We should use the aftermath of a civilization killing meteor hit or thermonuclear war to decimalize time keeping - it would need a catastrophic, cataclysmic event like that. A day is now 100 jiffies long. Each jiffy has 100 centijiffies. Now, if we could alter the time it takes the Earth to orbit the sun to something more even that'd be great.

[–] FriendOfDeSoto@startrek.website 1 points 5 days ago (2 children)

Google has a vested interest in keeping Android open source. Because the moment they turn away from that more antitrust action is going to hit them like a ton of bricks.

What's an "important app" to you here?

[–] FriendOfDeSoto@startrek.website 9 points 5 days ago (1 children)

It's not just Americans. There are many countries in Asia where the default is year month day. If you ever had to organize files by name and date this is the supreme sorting order. Both Europe and North America are getting it wrong.

If this gets you mad don't ever look into how the French count from 80 to 99. Or how languages disagree on what's blue or green. These things happen.

[–] FriendOfDeSoto@startrek.website 0 points 5 days ago (4 children)

But that's not all phones, is it. If you buy your phone directly from Google, you made a mistake. Like buying one from Apple. If Google want to continue to claim Android is open source, they have to allow for devices that forego any of this crap and boot vanilla non-Google-Services Android. And if you're privacy oriented enough, you will give up on apps that are not.

And given enough time somebody is going to work out how you fool a modified system into booting. The problem is legal. Depending on where you are circumventing any digital locks can mean jail time at worst. We have to address the legal situation at the same time.

[–] FriendOfDeSoto@startrek.website 20 points 6 days ago (1 children)

Why is this in privacy? Because it's an obfuscation, which is good, or because there will be another database to be hacked, which is bad?

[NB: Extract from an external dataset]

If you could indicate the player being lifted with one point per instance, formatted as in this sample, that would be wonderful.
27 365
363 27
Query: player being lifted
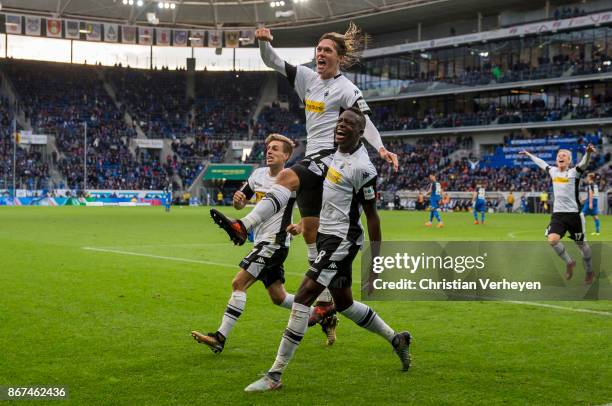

I was disappointed they didn't go for a system like these three words. Or just structuring their addresses around street names and house numbers, like normal people. If you don't know: currently, addresses are not written as 123 Example Road but mostly as Subdistrict name and number, Block number, House number. The splits into numbered subdistricts is fairly random, the block split just fairly less random, and the house numbers can be in order of building completion so number 6 can be next to number 13. Most streets have no name. It's so utterly absurd that even if you knew the address there is no guarantee you will actually find the right place without a map provider with correct addresses. It's a miracle not more people die because first responders couldn't find the right address. But they don't change this system, no, they just exchange one incomprehensible system with rando numbers and letters! Well done, the Post Office.

[–] FriendOfDeSoto@startrek.website 13 points 6 days ago (6 children)

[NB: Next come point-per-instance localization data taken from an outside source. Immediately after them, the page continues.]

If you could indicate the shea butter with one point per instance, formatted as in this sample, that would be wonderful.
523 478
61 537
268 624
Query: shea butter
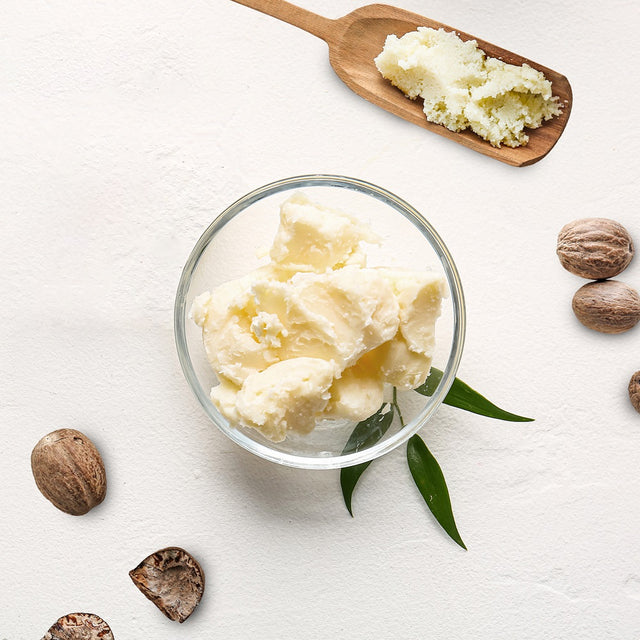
463 88
317 333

I think with PCs it will be harder to lock them down and not disgruntle consumers too much in the process. I'm also hopeful that over time right to repair will be the standard, so they have to allow for third party repair. So all these restrictions like chipped components and software only from our store will be phased out by incremental legislation. The EU is not perfect but it's on this path. Even in the US people are thinking antitrust more often now. There is hope, however small.

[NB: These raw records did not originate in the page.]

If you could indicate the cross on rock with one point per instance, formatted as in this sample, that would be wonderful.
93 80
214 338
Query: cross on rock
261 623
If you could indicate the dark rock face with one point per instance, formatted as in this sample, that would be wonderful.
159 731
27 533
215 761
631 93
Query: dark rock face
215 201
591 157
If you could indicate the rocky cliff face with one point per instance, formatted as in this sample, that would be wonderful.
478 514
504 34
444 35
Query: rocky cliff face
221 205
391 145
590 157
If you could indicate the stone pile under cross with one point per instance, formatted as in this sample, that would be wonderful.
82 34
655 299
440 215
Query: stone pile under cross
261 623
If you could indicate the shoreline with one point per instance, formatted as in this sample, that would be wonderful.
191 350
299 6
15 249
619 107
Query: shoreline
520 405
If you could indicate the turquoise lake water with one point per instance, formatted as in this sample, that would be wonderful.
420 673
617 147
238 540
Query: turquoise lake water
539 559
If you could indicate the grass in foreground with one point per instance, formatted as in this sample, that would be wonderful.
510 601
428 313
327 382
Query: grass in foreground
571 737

You can run whatever you like in your Android phones. Jailbreaking iPhones is also possible. All these devices are just computers that can run anything within their hardware specs. Hacking some of these things may be against the Ts and Cs or even illegal. But technically possible. The restrictions are mote political, not technical.

Chromebooks are not the way to the future. They fill a niche in education for cheap hardware in connection with limited capabilities. They are not technical limitations, they are designed to limit users in what damage they can do. AFAIK you could technically wipe a chromebook and put Linux on it. It may violate the Ts and Cs and we're right back at political. Google would like to develop future customers at an early age. They don't care about the education so much as about their bottom line.